I've kept this blog, on and off, since 2006. In 2015 I used it to chart daily encounters, images, thoughts and feelings about volcanic basalt/bluestone in Melbourne and Victoria, especially in the first part of the year. I plan to write a book provisionally titled Bluestone: An Emotional History, about human uses of and feelings for bluestone. But I am also working on quite a few other projects and a big grant application, especially now I am on research leave. I'm working mostly from home, then, for six months, and will need online sociability for company!

Thursday, January 08, 2015

My Year with Bluestone: Elvis's Birthday

When I used to live in North Carlton, I walked through the cemetery every morning, and in the old days (the last few years) when I used to ride to work, I would sometimes cycle along its paths. It's on highish ground, surrounded by low houses and parklands, and to the east you can look right across the suburbs towards the Dandenongs.

It is of course like a little city: its own roads, avenues, grand street frontages, ghettoes and slums.

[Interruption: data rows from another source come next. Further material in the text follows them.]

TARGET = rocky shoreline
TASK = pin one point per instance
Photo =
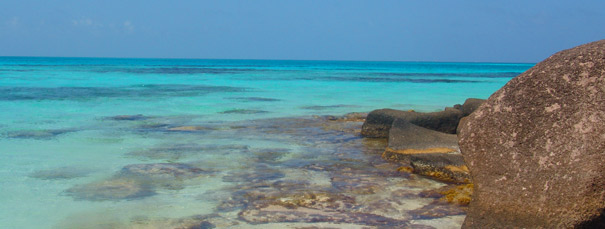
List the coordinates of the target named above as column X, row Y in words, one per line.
column 534, row 150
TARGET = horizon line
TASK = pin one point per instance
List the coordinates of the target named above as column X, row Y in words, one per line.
column 259, row 59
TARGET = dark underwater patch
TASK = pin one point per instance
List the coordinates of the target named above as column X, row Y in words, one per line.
column 244, row 111
column 37, row 134
column 327, row 107
column 392, row 79
column 135, row 91
column 60, row 173
column 177, row 70
column 254, row 99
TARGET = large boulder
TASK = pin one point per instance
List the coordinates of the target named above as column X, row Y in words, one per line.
column 407, row 138
column 536, row 149
column 379, row 122
column 426, row 152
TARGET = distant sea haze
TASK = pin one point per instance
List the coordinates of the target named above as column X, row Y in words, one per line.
column 132, row 142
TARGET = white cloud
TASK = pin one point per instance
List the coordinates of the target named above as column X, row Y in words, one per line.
column 13, row 22
column 128, row 26
column 85, row 22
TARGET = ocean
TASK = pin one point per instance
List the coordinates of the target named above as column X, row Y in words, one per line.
column 161, row 143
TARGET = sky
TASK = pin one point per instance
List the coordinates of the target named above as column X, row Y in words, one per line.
column 374, row 30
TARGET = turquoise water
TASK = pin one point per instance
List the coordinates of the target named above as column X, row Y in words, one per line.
column 71, row 127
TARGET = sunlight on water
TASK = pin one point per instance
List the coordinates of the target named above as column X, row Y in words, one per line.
column 151, row 143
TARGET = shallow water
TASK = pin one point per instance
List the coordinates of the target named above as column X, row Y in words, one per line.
column 156, row 143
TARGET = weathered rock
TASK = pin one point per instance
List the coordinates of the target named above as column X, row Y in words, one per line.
column 112, row 189
column 407, row 138
column 470, row 105
column 426, row 152
column 535, row 148
column 379, row 122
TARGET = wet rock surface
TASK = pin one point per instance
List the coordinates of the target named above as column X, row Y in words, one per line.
column 535, row 148
column 407, row 138
column 379, row 122
column 331, row 178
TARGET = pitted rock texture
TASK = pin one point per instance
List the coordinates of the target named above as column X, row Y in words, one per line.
column 536, row 148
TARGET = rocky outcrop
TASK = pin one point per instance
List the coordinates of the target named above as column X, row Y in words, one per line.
column 470, row 105
column 407, row 138
column 379, row 122
column 535, row 148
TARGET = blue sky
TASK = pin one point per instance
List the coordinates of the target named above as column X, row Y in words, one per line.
column 415, row 30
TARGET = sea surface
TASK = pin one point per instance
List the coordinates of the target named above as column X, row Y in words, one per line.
column 161, row 143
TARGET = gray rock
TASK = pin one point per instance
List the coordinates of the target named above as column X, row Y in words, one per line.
column 379, row 122
column 427, row 152
column 535, row 148
column 404, row 135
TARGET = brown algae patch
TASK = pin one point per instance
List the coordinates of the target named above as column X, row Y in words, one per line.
column 418, row 151
column 460, row 194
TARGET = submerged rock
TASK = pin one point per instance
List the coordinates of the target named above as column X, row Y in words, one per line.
column 60, row 173
column 162, row 170
column 379, row 122
column 535, row 148
column 244, row 111
column 37, row 134
column 129, row 117
column 180, row 151
column 311, row 207
column 112, row 189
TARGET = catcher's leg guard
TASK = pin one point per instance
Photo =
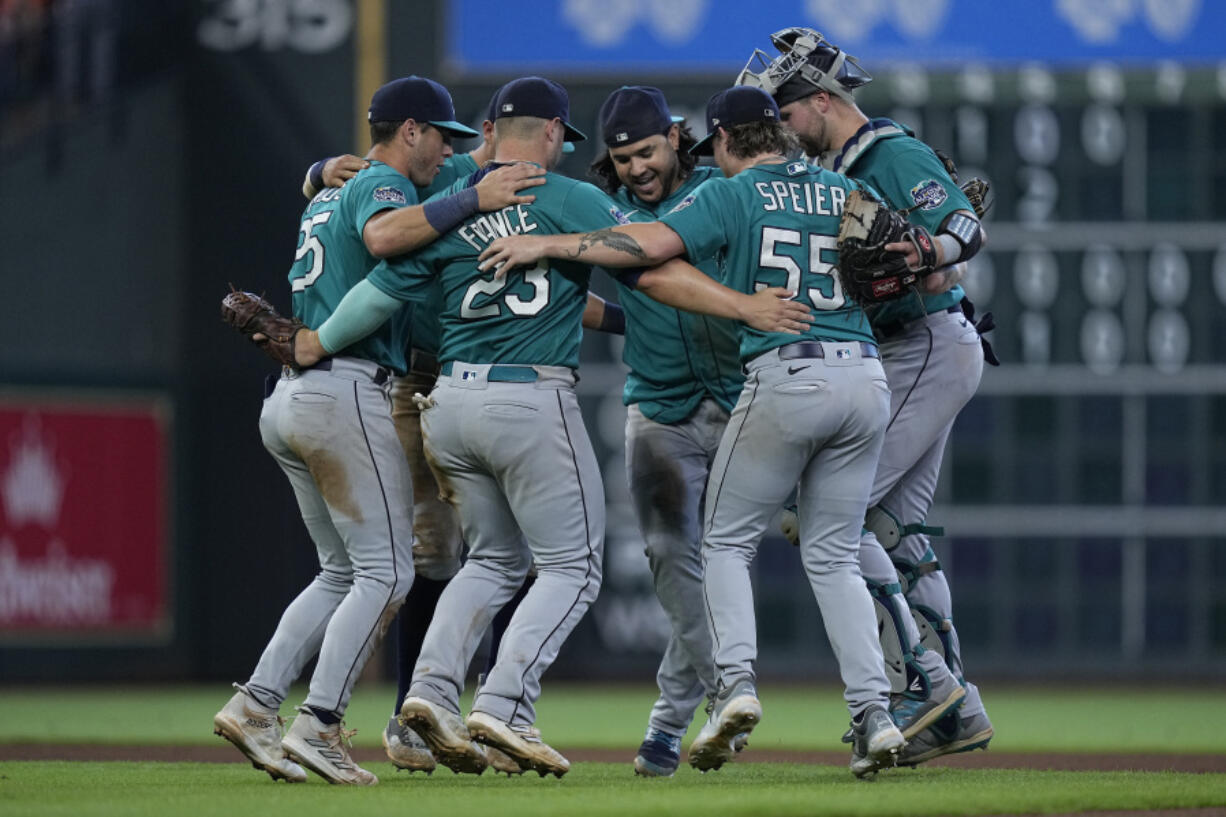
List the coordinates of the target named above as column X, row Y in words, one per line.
column 929, row 604
column 900, row 644
column 890, row 530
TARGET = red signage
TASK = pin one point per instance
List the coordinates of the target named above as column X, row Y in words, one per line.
column 83, row 520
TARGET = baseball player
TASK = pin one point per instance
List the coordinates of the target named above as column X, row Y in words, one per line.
column 933, row 360
column 506, row 442
column 683, row 382
column 437, row 540
column 331, row 431
column 812, row 412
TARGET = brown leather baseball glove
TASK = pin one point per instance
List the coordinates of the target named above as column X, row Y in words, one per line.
column 260, row 323
column 871, row 274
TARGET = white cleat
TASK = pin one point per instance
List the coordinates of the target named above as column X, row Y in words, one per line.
column 521, row 744
column 324, row 748
column 733, row 715
column 255, row 730
column 406, row 750
column 445, row 735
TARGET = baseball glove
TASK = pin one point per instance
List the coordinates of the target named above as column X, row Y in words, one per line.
column 871, row 274
column 975, row 189
column 260, row 323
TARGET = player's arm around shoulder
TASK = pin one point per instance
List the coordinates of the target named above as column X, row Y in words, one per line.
column 608, row 238
column 405, row 227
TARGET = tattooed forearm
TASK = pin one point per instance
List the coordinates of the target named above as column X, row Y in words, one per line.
column 612, row 239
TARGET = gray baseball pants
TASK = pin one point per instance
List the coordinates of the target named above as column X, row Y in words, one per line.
column 933, row 366
column 437, row 541
column 515, row 461
column 331, row 433
column 667, row 467
column 814, row 423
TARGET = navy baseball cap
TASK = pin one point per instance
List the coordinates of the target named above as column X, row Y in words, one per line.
column 634, row 112
column 415, row 97
column 536, row 96
column 739, row 104
column 492, row 114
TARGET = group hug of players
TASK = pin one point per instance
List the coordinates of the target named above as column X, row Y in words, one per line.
column 432, row 410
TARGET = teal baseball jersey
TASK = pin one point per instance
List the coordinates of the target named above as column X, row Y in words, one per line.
column 677, row 358
column 533, row 314
column 775, row 226
column 331, row 256
column 424, row 328
column 909, row 174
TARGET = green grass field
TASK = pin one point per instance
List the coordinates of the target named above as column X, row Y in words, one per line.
column 612, row 718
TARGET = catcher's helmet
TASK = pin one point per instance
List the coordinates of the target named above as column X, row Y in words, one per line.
column 807, row 63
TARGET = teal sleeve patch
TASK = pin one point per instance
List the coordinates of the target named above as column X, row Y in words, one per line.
column 390, row 195
column 928, row 194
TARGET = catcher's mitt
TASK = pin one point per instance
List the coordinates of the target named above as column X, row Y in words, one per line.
column 260, row 323
column 975, row 189
column 871, row 274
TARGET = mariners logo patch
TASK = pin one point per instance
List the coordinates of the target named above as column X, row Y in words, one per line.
column 928, row 194
column 684, row 203
column 394, row 195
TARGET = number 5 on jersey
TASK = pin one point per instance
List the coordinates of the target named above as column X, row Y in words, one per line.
column 314, row 245
column 770, row 259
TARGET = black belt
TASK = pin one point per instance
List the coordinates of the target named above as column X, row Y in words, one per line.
column 499, row 373
column 898, row 326
column 814, row 349
column 423, row 362
column 381, row 374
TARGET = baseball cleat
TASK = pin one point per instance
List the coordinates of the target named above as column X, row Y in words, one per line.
column 658, row 755
column 500, row 761
column 324, row 748
column 734, row 712
column 521, row 744
column 875, row 741
column 915, row 712
column 255, row 730
column 405, row 748
column 445, row 735
column 953, row 734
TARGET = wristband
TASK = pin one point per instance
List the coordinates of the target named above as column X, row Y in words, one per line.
column 446, row 212
column 315, row 174
column 613, row 320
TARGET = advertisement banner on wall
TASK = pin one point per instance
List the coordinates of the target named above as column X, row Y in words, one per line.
column 715, row 37
column 83, row 520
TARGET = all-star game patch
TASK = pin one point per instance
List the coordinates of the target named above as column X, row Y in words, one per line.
column 392, row 195
column 684, row 203
column 928, row 194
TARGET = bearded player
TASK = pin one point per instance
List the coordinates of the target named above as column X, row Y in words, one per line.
column 933, row 360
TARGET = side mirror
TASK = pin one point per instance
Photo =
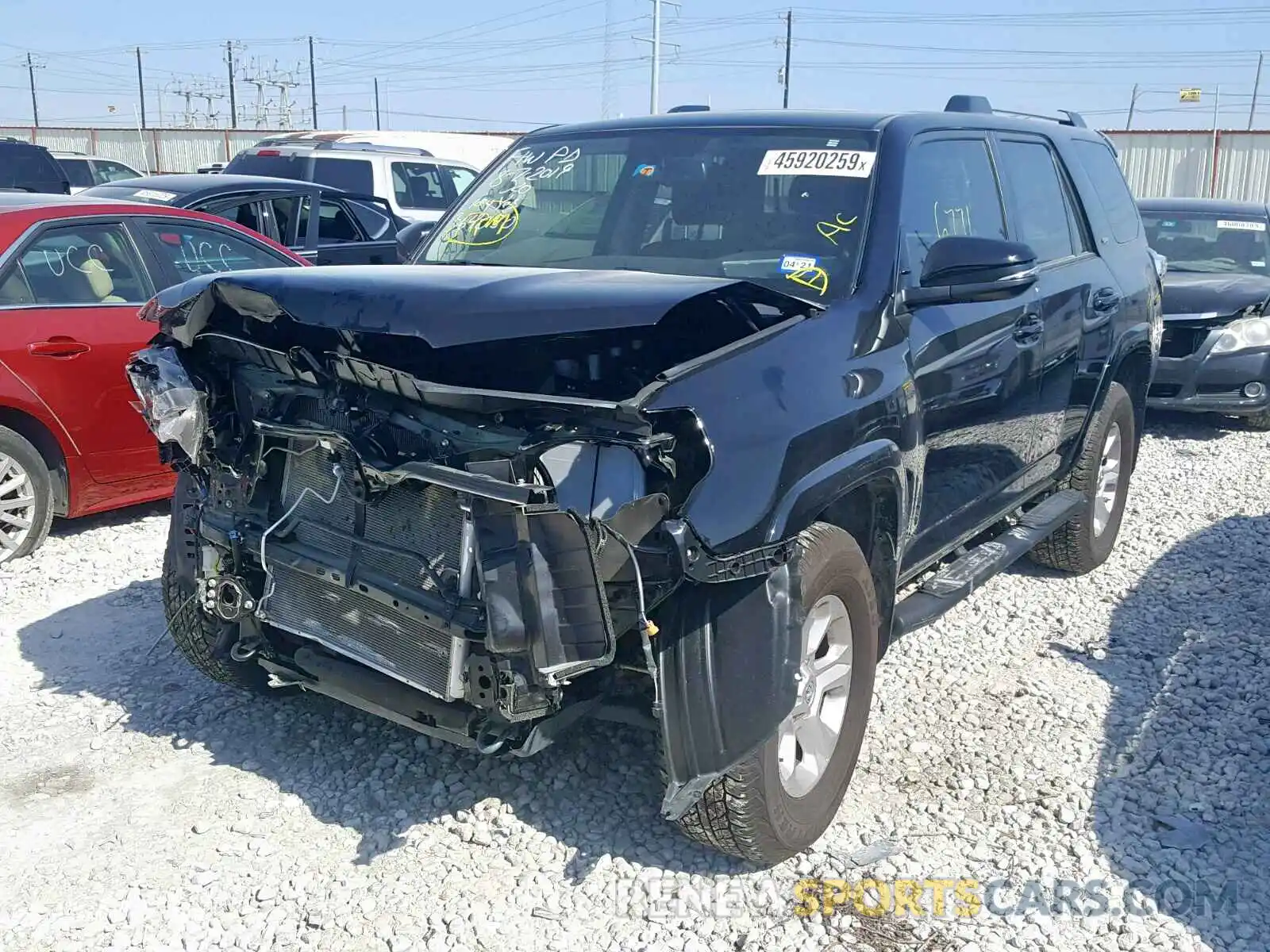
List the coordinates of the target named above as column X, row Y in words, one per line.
column 410, row 238
column 960, row 268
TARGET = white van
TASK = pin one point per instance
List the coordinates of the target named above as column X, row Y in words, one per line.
column 417, row 184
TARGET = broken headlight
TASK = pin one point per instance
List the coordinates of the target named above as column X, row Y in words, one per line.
column 175, row 409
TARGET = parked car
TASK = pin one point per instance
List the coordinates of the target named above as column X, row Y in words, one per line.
column 474, row 149
column 1216, row 349
column 29, row 168
column 417, row 184
column 73, row 274
column 346, row 228
column 733, row 400
column 87, row 171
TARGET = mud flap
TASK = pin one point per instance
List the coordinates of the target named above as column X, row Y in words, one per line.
column 727, row 657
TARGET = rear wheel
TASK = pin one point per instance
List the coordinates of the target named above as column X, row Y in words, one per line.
column 781, row 799
column 25, row 497
column 1102, row 475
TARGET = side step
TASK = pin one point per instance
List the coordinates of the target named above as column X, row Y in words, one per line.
column 958, row 579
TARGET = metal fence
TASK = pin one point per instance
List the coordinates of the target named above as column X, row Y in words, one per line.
column 1179, row 164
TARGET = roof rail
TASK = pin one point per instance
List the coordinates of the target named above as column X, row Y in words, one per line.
column 347, row 146
column 981, row 105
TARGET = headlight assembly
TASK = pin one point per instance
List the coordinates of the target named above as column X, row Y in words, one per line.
column 1244, row 334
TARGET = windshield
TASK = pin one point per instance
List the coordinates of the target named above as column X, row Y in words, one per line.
column 780, row 207
column 1210, row 243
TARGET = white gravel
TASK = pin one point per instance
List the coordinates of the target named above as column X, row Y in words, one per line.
column 1039, row 731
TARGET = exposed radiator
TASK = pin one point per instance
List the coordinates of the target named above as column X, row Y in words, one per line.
column 422, row 524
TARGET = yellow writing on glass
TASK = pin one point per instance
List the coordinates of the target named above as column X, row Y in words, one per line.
column 952, row 221
column 832, row 228
column 487, row 222
column 814, row 278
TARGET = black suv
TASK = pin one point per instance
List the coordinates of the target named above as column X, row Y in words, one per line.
column 729, row 404
column 29, row 168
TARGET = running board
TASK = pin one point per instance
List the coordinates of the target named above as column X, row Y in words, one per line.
column 958, row 579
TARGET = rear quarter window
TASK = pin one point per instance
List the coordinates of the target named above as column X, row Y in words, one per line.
column 348, row 175
column 1113, row 190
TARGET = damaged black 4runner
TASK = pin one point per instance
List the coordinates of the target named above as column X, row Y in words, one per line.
column 676, row 420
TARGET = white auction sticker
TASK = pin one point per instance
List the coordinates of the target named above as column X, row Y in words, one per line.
column 1242, row 225
column 848, row 163
column 156, row 194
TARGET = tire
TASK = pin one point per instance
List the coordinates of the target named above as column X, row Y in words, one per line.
column 194, row 630
column 1259, row 420
column 753, row 812
column 25, row 497
column 1085, row 543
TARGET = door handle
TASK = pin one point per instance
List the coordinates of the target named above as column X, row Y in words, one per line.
column 1105, row 300
column 1029, row 329
column 57, row 347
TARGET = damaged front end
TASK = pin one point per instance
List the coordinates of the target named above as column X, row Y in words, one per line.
column 374, row 517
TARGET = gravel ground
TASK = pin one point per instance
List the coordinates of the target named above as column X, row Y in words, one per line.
column 1111, row 727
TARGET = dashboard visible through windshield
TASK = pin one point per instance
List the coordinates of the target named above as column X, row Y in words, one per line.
column 781, row 207
column 1210, row 243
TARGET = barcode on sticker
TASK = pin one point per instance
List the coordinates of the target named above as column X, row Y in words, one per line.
column 1241, row 225
column 848, row 163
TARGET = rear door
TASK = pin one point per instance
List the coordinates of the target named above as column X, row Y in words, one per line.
column 976, row 365
column 67, row 325
column 184, row 249
column 1075, row 290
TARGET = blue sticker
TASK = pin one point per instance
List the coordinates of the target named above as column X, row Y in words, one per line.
column 799, row 263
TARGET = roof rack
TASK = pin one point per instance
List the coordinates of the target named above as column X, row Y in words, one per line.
column 981, row 105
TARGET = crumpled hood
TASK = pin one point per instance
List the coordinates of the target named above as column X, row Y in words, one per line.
column 444, row 305
column 1221, row 295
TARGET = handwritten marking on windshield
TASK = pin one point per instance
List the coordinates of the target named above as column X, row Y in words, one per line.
column 487, row 215
column 816, row 278
column 832, row 228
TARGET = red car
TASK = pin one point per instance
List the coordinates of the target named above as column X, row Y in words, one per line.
column 73, row 274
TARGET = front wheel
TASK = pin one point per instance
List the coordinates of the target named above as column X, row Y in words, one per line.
column 781, row 799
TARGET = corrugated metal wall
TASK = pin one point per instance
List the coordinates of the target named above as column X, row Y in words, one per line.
column 156, row 150
column 1179, row 164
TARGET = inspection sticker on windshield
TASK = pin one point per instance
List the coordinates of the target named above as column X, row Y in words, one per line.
column 1241, row 225
column 849, row 163
column 798, row 263
column 156, row 194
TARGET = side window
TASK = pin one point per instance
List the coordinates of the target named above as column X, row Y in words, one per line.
column 1037, row 198
column 418, row 186
column 114, row 171
column 949, row 190
column 463, row 178
column 348, row 175
column 78, row 171
column 1113, row 190
column 83, row 264
column 197, row 249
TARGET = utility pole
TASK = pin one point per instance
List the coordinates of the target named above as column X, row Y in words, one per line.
column 31, row 73
column 313, row 82
column 1257, row 86
column 789, row 44
column 229, row 59
column 141, row 89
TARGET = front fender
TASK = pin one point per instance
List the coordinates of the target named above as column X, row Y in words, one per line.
column 727, row 655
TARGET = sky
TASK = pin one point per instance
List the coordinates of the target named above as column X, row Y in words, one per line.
column 518, row 65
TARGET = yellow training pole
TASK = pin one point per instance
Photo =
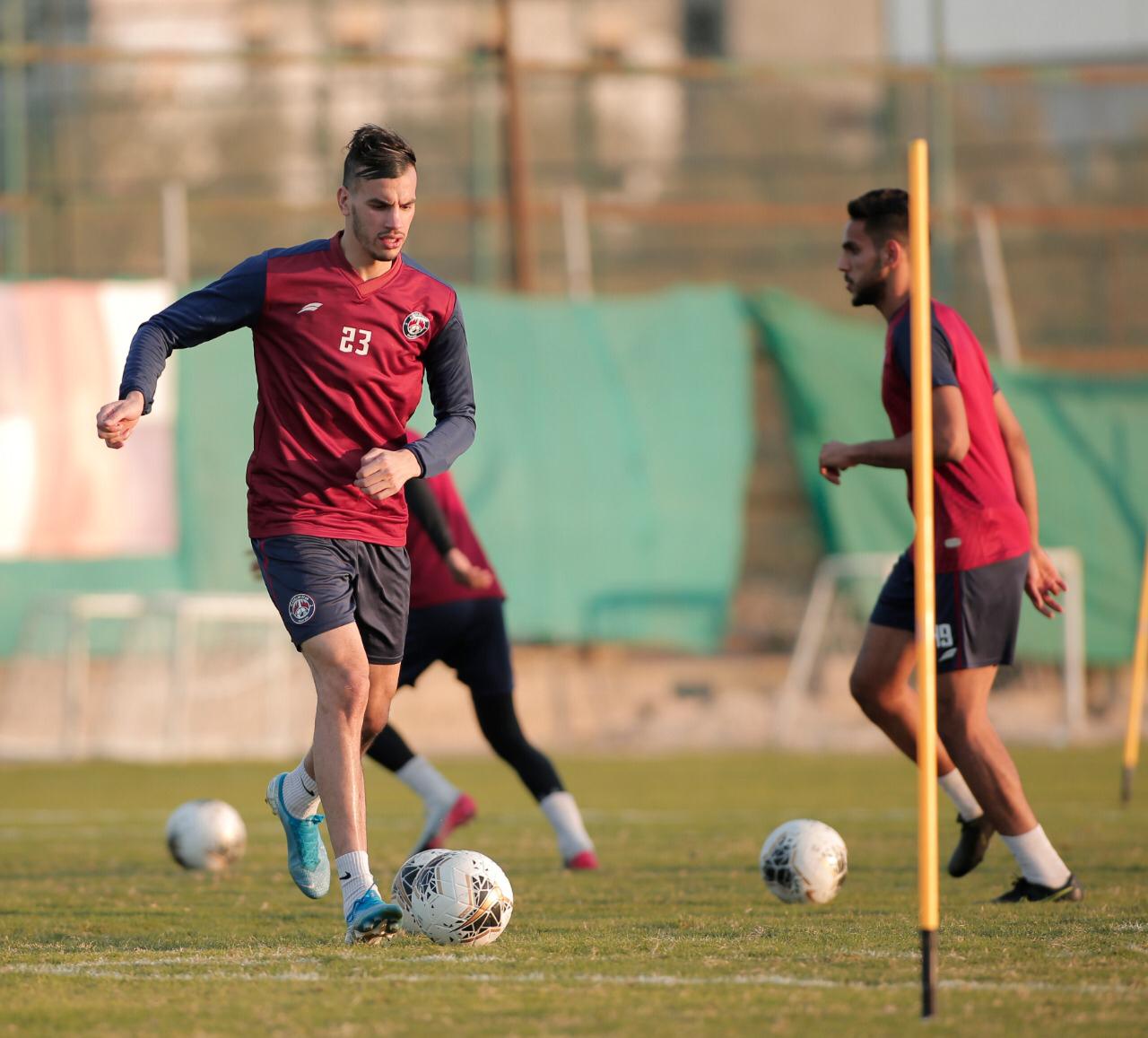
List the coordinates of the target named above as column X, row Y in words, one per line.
column 921, row 317
column 1136, row 700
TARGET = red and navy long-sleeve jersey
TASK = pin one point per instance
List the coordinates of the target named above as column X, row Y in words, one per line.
column 978, row 518
column 340, row 365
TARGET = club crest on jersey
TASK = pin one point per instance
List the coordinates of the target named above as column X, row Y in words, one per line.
column 301, row 608
column 416, row 324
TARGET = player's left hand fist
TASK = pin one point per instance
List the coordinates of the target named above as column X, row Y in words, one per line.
column 833, row 459
column 1044, row 582
column 382, row 473
column 117, row 421
column 465, row 572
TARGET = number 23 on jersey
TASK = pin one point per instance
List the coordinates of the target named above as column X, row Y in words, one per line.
column 361, row 336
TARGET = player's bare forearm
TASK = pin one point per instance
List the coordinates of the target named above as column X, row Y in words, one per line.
column 1020, row 459
column 878, row 454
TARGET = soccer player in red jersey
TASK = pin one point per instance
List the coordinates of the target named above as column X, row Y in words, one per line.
column 457, row 616
column 344, row 329
column 987, row 553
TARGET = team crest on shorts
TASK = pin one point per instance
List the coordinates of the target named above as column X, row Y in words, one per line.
column 301, row 608
column 416, row 324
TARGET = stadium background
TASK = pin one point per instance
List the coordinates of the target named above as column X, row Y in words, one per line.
column 640, row 209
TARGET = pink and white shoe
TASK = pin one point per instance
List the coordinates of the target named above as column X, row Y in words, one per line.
column 442, row 824
column 582, row 862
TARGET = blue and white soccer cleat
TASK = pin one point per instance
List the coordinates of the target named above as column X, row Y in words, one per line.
column 307, row 856
column 372, row 919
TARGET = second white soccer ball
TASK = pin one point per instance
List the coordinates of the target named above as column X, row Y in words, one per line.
column 803, row 861
column 464, row 898
column 205, row 835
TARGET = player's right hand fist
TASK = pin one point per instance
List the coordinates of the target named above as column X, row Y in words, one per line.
column 116, row 422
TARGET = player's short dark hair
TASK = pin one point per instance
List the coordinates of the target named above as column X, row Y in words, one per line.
column 376, row 154
column 885, row 214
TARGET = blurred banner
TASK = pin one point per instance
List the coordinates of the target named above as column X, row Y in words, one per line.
column 68, row 497
column 1086, row 434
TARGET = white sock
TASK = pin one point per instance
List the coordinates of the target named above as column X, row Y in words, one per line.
column 353, row 877
column 958, row 790
column 301, row 794
column 1038, row 858
column 423, row 779
column 561, row 811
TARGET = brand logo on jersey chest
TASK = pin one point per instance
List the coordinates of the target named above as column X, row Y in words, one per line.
column 416, row 324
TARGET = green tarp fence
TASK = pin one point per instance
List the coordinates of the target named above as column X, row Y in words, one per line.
column 606, row 481
column 1089, row 438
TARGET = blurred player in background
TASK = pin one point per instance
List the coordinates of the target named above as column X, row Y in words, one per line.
column 344, row 331
column 457, row 616
column 987, row 554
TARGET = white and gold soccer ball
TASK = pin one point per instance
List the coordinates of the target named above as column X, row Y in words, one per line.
column 804, row 861
column 464, row 898
column 205, row 835
column 404, row 880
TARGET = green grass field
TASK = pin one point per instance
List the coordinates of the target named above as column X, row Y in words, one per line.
column 105, row 935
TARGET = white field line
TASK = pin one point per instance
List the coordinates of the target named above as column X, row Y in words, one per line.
column 99, row 971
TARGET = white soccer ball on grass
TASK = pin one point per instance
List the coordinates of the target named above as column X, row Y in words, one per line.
column 404, row 880
column 205, row 835
column 804, row 861
column 463, row 898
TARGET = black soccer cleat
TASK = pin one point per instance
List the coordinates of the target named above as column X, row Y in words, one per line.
column 1024, row 890
column 971, row 846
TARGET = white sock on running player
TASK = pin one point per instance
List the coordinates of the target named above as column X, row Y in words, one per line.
column 958, row 790
column 353, row 877
column 301, row 794
column 561, row 811
column 1038, row 858
column 423, row 779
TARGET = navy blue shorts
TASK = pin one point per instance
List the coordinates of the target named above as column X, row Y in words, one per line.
column 468, row 636
column 319, row 583
column 978, row 611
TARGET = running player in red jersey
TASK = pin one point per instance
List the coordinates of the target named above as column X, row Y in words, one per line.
column 344, row 329
column 457, row 616
column 987, row 554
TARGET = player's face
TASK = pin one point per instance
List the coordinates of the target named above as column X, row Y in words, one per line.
column 864, row 266
column 379, row 214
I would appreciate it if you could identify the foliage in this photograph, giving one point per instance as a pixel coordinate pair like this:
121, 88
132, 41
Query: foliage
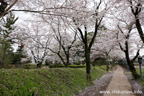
70, 66
138, 71
6, 50
51, 82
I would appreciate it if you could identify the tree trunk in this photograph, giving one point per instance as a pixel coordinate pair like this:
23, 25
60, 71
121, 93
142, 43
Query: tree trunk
139, 28
39, 64
67, 57
107, 69
88, 66
131, 66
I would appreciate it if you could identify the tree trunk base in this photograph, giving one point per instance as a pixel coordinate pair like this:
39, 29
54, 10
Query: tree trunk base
88, 77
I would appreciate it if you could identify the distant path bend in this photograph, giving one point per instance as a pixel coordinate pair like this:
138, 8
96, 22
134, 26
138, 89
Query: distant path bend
119, 85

But one of the most extraordinary monuments is that which was assembled in honour of Elvis Presley in 1977.  It was opened by 'Johnny O"Keefe.'  On anniversaries of Elvis's birth (today) and death, I have often seen people laying fresh flowers or bringing tape recorders or guitars and playing soft music.

I have enlisted Paul into this project, and his hi-res photos will appear in the book, but here are my quick snaps.

The astute observer will point out that the actual monument is not bluestone at all but conventional black marble or granite (note to self: do quick course in stone identification), and as we wandered around the cemetery we realised it's only the older nineteenth-century tombs that are based on bluestone (more on this in another post). But the grotto that surrounds the monument is made of very uneven bluestone rocks, stuck together with cement, and at several points, the cement has been dribbled down to resemble limestone stalactites. 
For the first time I noticed there is another similar grotto (without memorial) on the other side of a big bluestone mausoleum (again, for another post). We took many, many photos of bluestone tombs and buildings today: I am going to have no trouble finding images to post each day this year. 

But here is indubitably a place of pilgrimage. Not many people there today, but we saw some laying fresh flowers, and placing cards. And while I don't have a photograph to prove it, as we were standing by the memorial, an old, bright red car cruised by. At the wheel, a man wearing a large plastic Elvis wig, dark glasses, and a bright orange leopard-skin shirt or jacket. Too fast to photograph. He drove around a bit but didn't stop to get out. I said "beautiful" to one woman who was laying pink and red carnations, and carefully arranging some red glittery butterflies, and a picture of Elvis in a plastic wrapper, but she didn't reply. Her husband (?) stood behind her, also without speaking, and a daughter (?) with high ponytail and white rhinestone boots sat quietly on the park bench and watched. 

There's a neat blog by Mark Holsworth on Melbourne shrines, that remarks on Melbourne's propensity for shrines to those who never visited here. Holsworth also comments that the Melbourne cemetery shrine is "the only officially approved Memorial to Elvis Presley outside Graceland in Memphis."